Takbir masih terus bergema, memenuhi seluruh rongga telinga Nafshah. Bangkai si munafik di lempari oleh berbagai benda, mulai dari telur, tomat, bahkan beberapa pedagang ayam, membiarkan ayamnya menginjak-injak jasad yang tak bernyawa itu.

Nafshah hanya tersenyum ketika seorang wanita tua memeluknya bahagia.

Pasar masih hiruk pikuk, tak seorangpun yang perduli pada jenazah yang tergeletak hampir di tengah pasar. Hingga petugas dari rumah sakit, menggotong tubuh tak bernyawa itu. Itupun diiringi sumpah serapah masyarakat, dan cacian yang menyakitkan hati.

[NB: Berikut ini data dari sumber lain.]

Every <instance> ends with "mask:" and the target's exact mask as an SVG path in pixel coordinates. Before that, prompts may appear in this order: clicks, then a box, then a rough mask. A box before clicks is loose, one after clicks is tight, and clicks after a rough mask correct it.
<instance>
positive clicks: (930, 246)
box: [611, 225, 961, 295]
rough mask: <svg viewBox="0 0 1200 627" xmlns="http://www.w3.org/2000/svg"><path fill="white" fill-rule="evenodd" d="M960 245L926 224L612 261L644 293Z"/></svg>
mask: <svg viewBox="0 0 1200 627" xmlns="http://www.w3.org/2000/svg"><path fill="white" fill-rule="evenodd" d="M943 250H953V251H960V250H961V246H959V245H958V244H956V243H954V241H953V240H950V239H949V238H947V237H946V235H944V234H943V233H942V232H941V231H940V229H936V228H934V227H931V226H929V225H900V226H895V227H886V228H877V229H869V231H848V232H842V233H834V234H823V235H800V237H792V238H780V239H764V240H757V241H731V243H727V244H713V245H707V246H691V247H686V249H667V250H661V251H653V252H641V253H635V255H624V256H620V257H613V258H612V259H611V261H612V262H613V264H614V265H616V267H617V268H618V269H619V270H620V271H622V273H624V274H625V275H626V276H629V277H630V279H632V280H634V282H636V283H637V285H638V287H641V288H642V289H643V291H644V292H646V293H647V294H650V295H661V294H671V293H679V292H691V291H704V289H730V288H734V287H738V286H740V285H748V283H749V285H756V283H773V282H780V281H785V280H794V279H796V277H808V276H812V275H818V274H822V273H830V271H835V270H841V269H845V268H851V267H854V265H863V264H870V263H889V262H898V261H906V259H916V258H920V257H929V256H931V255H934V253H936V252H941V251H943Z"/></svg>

Nafshah hanya tersenyum melihat semua fenomena itu. Kedua tangannya yang tertutup oleh lebarnya jubah yang dipakainya, takkan pernah membuat orang merasa curiga, dengan apa yang dibawanya sedari tadi. Nafshah terus berjalan cepat, bunyi sirine semakin mendekat. Namun Nafshah tak peduli, Nafshah terus berjalan. Hingga ia benar-benar sudah keluar dari lokasi pasar yang sudah diblokir petugas.

Jantungnya memang berdegup kencang, entah tegang, entah senang...

Nafshah menyentakkan lengannya...sebuah revolver kecil meluncur cepat dari lengannya.. langsung mendarat di telapak tangannya yang bersih.

Ku teruskan perjuanganmu kak...tunggu aku, aku pasti menyusul...tekadnya...

Tunggu aku, sabarlah kak...Juba Never Die...

End

* Cerita fiksi ini diilhami oleh sebuah artikel (hal:30, Dunia Islami, Edisi ke-8, 1 Desember 2006) mengenai tokoh utama Juba, pahlawan legendaris dari Baghdad, yang tak pernah diketahui siapa dan darimana, tapi selalu menjadi mimpi buruk bagi tentara Amerika yang berada disana. Seaman apapun keberadaan mereka, bila mendengar nama Juba, pasti mereka gemetar. Di dalam DVD yang disebarkan, dikatakan, bahwa hampir 143 pasukan Amerika mati di tangan mujahid Allah yang berani dan cerdas ini. Kita berdo’a saja, agar perjuangan sniper kita ini tak pernah punah, untuk membela agama kita yang suci dan mulia ini. Amiiin.